I met a child today who was afraid of…clouds.  A mother told me that her children, “Cry when it rains.”

I heard….

“…ain’t got nothing left….”

“…sucked our house and foundation right out from underneath us…”

“…lost…everything…”

Things can be replaced, huh.  Yeah right.  Try replacing my Tom Swift and his Diving Seacopter book.  Sure, I could buy a dozen of them on Ebay, but not a one would have written in it, “To Donnie, Love Aunt Irma   12/25/58”

It was my first “big boy” book.  It is the book that started a lifelong love of reading…of words…of imagination. After my wife, the children, the dog, it would be the one material thing I would run back into the fire to save.

For me, and maybe for you, the cinema in my head that plays the memories of my life, those pictures, those moments start playing on the screen, not so much when I look at photographs, but when I hold the past in my hand.

When my thumbs run over the material, each bump, each bruise, each spot, brings back, yesterday, way back yesterdays.  When I miss my long gone Aunt, all I need to do is to hold that book, turn those pages, and suddenly Aunt Irma is on the couch next to me sounding out the words I’m stuck on.

The most valuable commodity on earth is the time that has past.  As you age, you will learn that gold is valueless, silver, platinum, all the so-called precious metals, worth squat.

Memories, are priceless.

And that is what this Sunday was all about.

“…you know we've…”

8:30 a.m. and it is already 90 degrees outside, about 400 degrees inside the Tackle The Storm all-black trailer.  For the last hour and a half, volunteers from the Arkansas B.A.S.S. Nation have been unloading over 500 adult and kids rods and reels from inside the dual-axel oven.

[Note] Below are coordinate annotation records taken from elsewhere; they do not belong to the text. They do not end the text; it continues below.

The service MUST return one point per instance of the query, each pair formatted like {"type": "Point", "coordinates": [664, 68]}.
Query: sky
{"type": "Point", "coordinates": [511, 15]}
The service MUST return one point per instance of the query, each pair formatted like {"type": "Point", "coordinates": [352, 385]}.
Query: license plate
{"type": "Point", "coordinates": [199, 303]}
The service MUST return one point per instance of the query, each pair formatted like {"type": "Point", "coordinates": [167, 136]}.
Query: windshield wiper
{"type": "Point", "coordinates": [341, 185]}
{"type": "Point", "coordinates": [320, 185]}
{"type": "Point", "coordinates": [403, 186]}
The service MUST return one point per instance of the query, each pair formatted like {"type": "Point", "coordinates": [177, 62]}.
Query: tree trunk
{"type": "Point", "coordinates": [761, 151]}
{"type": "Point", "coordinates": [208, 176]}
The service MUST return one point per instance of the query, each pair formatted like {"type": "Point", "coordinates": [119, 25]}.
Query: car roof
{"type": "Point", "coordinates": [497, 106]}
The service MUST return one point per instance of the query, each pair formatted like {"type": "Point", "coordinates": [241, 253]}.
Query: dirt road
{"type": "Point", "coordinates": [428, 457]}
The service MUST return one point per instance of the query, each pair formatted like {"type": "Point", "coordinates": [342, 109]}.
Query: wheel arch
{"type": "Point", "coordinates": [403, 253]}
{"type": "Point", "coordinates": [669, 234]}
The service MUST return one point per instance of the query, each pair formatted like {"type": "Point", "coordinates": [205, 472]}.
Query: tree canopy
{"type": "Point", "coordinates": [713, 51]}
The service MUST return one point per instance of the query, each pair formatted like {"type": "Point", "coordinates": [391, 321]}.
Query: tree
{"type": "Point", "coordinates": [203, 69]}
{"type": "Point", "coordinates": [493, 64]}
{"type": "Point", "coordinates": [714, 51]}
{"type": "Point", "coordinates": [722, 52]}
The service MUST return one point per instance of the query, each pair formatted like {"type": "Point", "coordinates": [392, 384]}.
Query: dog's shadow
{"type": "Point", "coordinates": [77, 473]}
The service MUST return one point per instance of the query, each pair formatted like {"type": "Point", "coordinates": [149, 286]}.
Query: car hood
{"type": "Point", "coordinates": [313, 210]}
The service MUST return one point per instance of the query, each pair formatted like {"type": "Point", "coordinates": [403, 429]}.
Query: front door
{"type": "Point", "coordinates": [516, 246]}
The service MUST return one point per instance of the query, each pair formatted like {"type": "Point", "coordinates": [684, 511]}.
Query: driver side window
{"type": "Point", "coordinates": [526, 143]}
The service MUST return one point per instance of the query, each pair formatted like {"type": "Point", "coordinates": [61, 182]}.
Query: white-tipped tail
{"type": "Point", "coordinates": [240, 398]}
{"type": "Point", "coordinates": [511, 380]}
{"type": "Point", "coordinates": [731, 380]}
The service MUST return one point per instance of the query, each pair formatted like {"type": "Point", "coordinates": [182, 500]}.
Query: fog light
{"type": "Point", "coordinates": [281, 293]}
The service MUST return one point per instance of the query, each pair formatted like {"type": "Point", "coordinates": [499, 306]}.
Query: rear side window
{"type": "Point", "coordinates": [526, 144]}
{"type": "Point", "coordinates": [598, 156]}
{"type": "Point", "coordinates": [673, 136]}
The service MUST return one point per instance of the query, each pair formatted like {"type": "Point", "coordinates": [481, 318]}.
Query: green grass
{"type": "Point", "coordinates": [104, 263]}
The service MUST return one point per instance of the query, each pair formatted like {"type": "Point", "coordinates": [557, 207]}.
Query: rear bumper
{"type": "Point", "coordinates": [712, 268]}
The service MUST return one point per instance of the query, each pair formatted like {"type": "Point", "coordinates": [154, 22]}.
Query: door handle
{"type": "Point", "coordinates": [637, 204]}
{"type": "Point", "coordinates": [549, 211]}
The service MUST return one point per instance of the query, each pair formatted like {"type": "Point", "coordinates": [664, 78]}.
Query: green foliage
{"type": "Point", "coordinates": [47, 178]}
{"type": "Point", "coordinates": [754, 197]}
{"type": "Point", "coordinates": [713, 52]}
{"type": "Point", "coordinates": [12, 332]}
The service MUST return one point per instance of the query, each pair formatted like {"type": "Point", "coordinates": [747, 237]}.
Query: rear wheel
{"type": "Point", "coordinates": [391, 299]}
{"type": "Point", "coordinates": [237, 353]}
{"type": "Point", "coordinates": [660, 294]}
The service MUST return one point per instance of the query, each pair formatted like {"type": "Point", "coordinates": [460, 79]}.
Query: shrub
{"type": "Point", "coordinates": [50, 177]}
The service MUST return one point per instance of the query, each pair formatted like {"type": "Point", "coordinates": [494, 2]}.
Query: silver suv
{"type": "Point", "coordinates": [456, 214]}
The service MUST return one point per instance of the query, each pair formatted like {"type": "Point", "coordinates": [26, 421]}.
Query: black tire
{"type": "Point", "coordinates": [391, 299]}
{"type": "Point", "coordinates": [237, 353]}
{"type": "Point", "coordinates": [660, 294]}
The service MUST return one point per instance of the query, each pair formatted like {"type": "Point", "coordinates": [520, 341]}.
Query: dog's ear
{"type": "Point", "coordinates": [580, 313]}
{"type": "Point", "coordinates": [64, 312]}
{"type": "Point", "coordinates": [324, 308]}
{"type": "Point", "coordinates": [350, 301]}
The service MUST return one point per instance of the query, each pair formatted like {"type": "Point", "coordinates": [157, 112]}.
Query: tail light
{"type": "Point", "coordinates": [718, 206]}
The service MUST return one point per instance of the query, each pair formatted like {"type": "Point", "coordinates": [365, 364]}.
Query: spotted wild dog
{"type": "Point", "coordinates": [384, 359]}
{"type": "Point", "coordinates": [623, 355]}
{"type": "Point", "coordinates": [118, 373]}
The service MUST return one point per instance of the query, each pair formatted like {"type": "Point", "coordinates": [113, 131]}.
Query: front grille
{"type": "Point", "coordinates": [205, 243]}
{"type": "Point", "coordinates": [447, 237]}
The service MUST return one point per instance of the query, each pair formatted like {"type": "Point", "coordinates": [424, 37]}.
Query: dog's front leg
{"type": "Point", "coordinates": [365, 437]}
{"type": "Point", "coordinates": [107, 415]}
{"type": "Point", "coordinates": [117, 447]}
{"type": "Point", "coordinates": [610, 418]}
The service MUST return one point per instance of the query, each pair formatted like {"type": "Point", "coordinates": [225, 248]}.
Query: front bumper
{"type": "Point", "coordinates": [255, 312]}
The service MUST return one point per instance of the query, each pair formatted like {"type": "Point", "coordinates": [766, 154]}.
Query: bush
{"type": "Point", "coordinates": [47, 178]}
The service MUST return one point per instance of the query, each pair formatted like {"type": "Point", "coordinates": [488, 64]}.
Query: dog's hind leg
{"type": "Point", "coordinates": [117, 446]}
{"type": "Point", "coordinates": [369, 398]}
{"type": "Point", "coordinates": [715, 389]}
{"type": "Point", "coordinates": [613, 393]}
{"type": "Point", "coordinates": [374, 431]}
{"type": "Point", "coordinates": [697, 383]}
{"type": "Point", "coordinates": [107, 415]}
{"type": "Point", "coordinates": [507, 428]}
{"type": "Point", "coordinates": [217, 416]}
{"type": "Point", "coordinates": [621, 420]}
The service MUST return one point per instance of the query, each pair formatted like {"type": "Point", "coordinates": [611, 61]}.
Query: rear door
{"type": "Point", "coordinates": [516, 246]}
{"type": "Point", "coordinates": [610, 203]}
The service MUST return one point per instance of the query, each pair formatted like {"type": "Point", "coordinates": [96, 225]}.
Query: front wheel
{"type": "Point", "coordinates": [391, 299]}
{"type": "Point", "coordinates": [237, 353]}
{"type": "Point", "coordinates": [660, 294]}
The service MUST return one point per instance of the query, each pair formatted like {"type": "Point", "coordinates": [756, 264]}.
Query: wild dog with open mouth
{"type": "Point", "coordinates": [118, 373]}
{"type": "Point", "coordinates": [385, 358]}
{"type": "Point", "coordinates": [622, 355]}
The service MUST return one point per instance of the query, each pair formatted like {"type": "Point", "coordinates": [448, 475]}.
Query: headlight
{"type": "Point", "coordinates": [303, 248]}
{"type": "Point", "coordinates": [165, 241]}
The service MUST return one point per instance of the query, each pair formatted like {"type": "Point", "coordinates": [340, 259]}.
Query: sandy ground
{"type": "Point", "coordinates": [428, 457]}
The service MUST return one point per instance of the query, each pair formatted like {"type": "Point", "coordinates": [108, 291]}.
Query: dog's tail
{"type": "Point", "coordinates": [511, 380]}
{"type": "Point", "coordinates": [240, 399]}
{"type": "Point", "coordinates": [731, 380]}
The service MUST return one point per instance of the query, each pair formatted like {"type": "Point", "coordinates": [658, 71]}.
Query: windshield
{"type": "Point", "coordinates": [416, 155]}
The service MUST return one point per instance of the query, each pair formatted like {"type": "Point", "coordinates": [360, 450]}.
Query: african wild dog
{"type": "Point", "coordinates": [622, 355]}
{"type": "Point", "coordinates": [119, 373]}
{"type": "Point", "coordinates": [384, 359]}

“db, this is the hottest weekend so far this year,” Jim Alexander, president of the Arkansas B.A.S.S. Nation, is telling me, trying to comfort me as I’m already on my 2nd shirt of the event…and it is already stinky.

It is 30 minutes from the beginning of the the Tackle The Storm Foundation rod and reel giveaway to the victims of the April 27, 2014, tornado that roared through Mayflower/Vilonia and other towns in Arkansas…and already there is a line of families waiting.

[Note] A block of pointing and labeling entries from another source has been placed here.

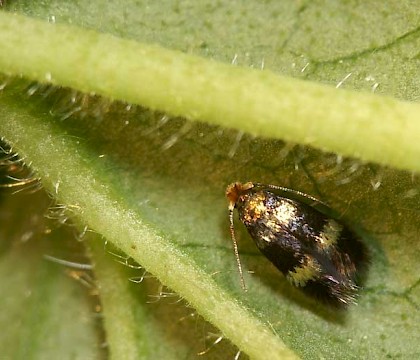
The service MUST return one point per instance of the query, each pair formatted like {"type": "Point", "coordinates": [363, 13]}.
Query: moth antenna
{"type": "Point", "coordinates": [235, 248]}
{"type": "Point", "coordinates": [297, 192]}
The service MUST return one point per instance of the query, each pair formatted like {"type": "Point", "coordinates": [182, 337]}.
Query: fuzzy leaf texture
{"type": "Point", "coordinates": [148, 182]}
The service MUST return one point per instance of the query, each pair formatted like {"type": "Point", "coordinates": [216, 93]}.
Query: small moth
{"type": "Point", "coordinates": [299, 235]}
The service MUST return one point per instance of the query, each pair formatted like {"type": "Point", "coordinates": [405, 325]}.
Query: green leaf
{"type": "Point", "coordinates": [154, 188]}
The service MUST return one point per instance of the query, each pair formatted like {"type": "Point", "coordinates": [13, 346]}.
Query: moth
{"type": "Point", "coordinates": [302, 237]}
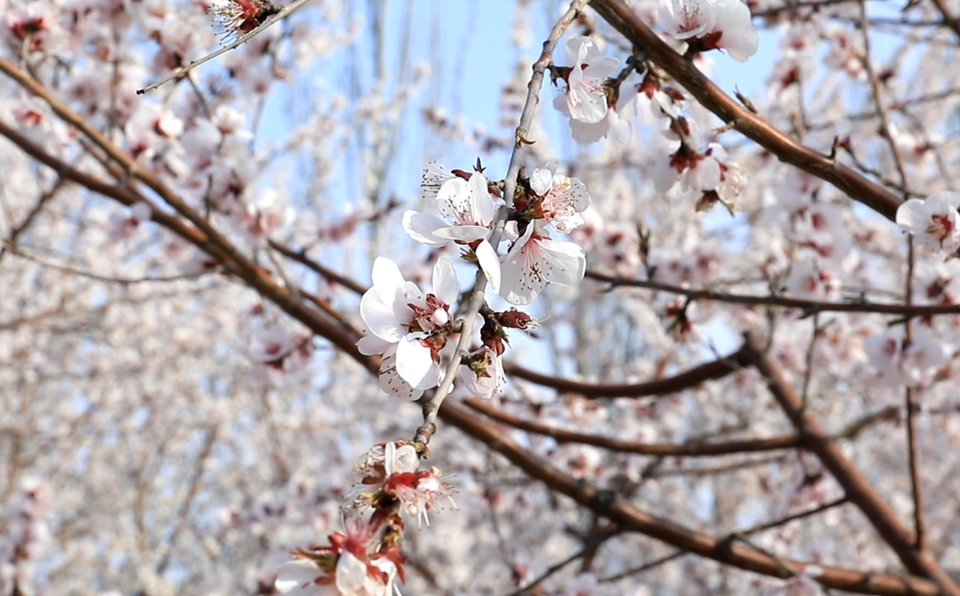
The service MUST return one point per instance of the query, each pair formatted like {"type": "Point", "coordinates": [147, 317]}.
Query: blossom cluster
{"type": "Point", "coordinates": [410, 328]}
{"type": "Point", "coordinates": [365, 559]}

I’m walking through the line talking to the families, the kids and hear over and over again of the horror, the loss, the tragedy, but also of the blessing.  A man who lost everything, I mean EVERYTHING told me, “We were lucky, my family wasn’t hurt none.”

I hear the story of a mom and dad whose two young boys were killed in the tornado, hear that the mother has said that two days before the storm hit one of her sons told her something like he was ready for heaven…and when I meet the mom and dad they have scars all over them, suffered when crushed under flying debris…and the lady, a young pretty woman, reaches out and HUGS ME because we gave her a fishing pole.

I’m thinking I may need therapy, or Bourbon, after this event.